Duffy's particular achievement, though, was to show us "traditional religion" (not "popular" religion, he insists: the elite shared it, too) at parish level. And Duffy, an Irish Catholic born in 1947, understands this tradition in his bones. He can explain how, for example, an illiterate people could fully understand a Latin liturgy even if they could not actually translate it. He rescues medieval Catholicism from both the caricatures of later Protestantism and the condescension of later Catholicism.

In the process, Duffy attacks the traditional boundary between medieval and early modern studies, with its submerged implication that at some point in the early 16th century, everyone decided to put on tights and to become forward-thinking Tudor rationalists. The Reformation was not a battle between medieval and modern, but between a universal tradition and a gang of barbarians.

Wildly partisan?
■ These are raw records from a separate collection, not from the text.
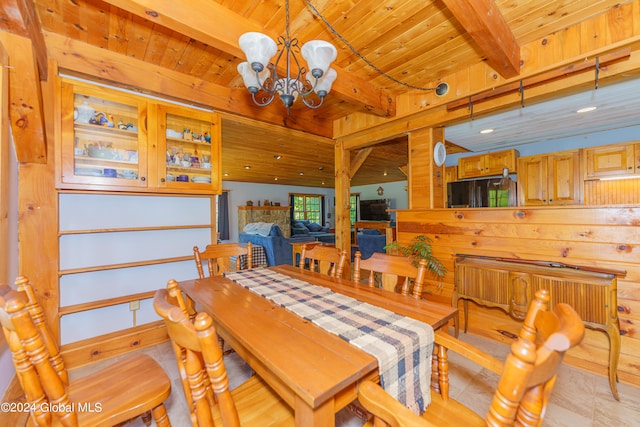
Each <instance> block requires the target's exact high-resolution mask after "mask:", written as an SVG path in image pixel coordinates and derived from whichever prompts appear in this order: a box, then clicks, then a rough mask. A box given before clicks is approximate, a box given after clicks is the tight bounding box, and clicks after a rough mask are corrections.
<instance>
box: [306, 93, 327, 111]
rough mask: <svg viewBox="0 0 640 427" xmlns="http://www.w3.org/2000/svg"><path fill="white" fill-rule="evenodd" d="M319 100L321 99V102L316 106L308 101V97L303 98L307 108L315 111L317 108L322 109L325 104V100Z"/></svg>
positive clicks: (322, 99)
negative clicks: (307, 97)
mask: <svg viewBox="0 0 640 427" xmlns="http://www.w3.org/2000/svg"><path fill="white" fill-rule="evenodd" d="M318 99H320V102H319V103H318V105H315V104H313V103H311V102H309V101H307V97H306V96H303V97H302V102H303V103H304V105H306V106H307V107H309V108H311V109H313V110H315V109H316V108H320V107H321V106H322V104H323V103H324V98H320V97H318Z"/></svg>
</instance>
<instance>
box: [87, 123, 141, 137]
mask: <svg viewBox="0 0 640 427" xmlns="http://www.w3.org/2000/svg"><path fill="white" fill-rule="evenodd" d="M74 128H75V131H76V132H82V133H83V134H91V135H96V136H104V135H108V136H117V137H118V138H130V139H138V132H137V131H131V130H124V129H118V128H110V127H107V126H100V125H92V124H89V123H78V122H74Z"/></svg>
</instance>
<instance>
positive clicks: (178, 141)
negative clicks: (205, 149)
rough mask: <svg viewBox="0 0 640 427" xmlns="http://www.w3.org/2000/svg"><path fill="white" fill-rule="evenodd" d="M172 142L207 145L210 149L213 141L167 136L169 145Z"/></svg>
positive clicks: (185, 144)
mask: <svg viewBox="0 0 640 427" xmlns="http://www.w3.org/2000/svg"><path fill="white" fill-rule="evenodd" d="M171 143H174V144H178V145H191V146H192V147H206V148H207V149H208V150H209V149H211V143H210V142H205V141H190V140H188V139H180V138H169V137H167V146H170V145H171Z"/></svg>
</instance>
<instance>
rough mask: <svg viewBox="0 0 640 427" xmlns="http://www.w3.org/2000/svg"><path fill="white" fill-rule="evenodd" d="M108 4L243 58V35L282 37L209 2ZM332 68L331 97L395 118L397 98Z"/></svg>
mask: <svg viewBox="0 0 640 427" xmlns="http://www.w3.org/2000/svg"><path fill="white" fill-rule="evenodd" d="M106 1H107V3H109V4H112V5H114V6H116V7H118V8H120V9H122V10H126V11H127V12H129V13H132V14H134V15H137V16H140V17H142V18H144V19H147V20H149V21H151V22H155V23H157V24H159V25H162V26H164V27H167V28H169V29H171V30H174V31H176V32H178V33H181V34H184V35H186V36H188V37H190V38H192V39H194V40H198V41H200V42H203V43H205V44H207V45H209V46H212V47H215V48H216V49H219V50H221V51H223V52H226V53H228V54H231V55H234V56H236V57H238V58H243V57H244V54H243V52H242V51H241V50H240V47H239V46H238V38H239V37H240V35H242V34H244V33H246V32H249V31H258V32H262V33H265V34H267V35H268V36H270V37H271V38H272V39H274V40H275V39H277V37H278V35H279V34H274V33H268V32H267V30H266V29H265V28H262V27H261V26H259V25H257V24H255V23H254V22H252V21H250V20H248V19H246V18H244V17H243V16H241V15H238V14H236V13H234V12H233V11H231V10H229V9H227V8H225V7H224V6H222V5H221V4H219V3H217V2H214V1H210V0H191V1H189V2H173V1H169V0H164V1H158V0H106ZM214 18H215V19H214ZM213 22H215V23H213ZM281 65H282V67H283V69H282V74H285V70H284V65H283V64H281ZM332 68H334V69H335V70H336V72H337V73H338V79H337V80H336V81H335V83H334V84H333V87H332V91H331V94H332V95H334V96H336V97H338V98H340V99H341V100H344V101H346V102H349V103H351V104H355V105H361V106H362V109H363V110H364V111H367V112H369V113H372V114H376V115H379V116H383V117H390V116H394V115H395V99H394V97H392V96H391V95H390V94H388V93H387V92H386V91H384V90H382V89H380V88H378V87H377V86H375V85H373V84H371V83H370V82H368V81H366V80H362V79H359V78H356V77H354V76H350V75H349V73H348V72H347V71H345V70H343V69H341V68H340V67H337V66H336V65H332ZM278 71H279V72H280V71H281V70H278Z"/></svg>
Of course. And there are certainly problems. His contrast between a timeless, pious merry England and the narrative of assault and violence is queasily like the distinction between Eden and the Fall. He also downplays any signs of dissidence or deviance in "traditional religion".

But he has changed the discipline, for three reasons. First, the sheer mass of evidence his scholarship has accumulated. This is a fat book, which, as a review quoted on the cover insists, is "not a page too long". Second, it makes sense of so much else. Scholars with Protestant sympathies frequently agree with Duffy about much of what happened, if not with his tone of lament. His rehabilitation of Mary I - long remembered as "Bloody Mary" - has been particularly compelling.

Lastly, the passion with which he writes gives the reader not merely a shrewd historical argument but a compelling vision of what it meant actually to live this traditional religion. It is a vision that a secular historian could not have given us.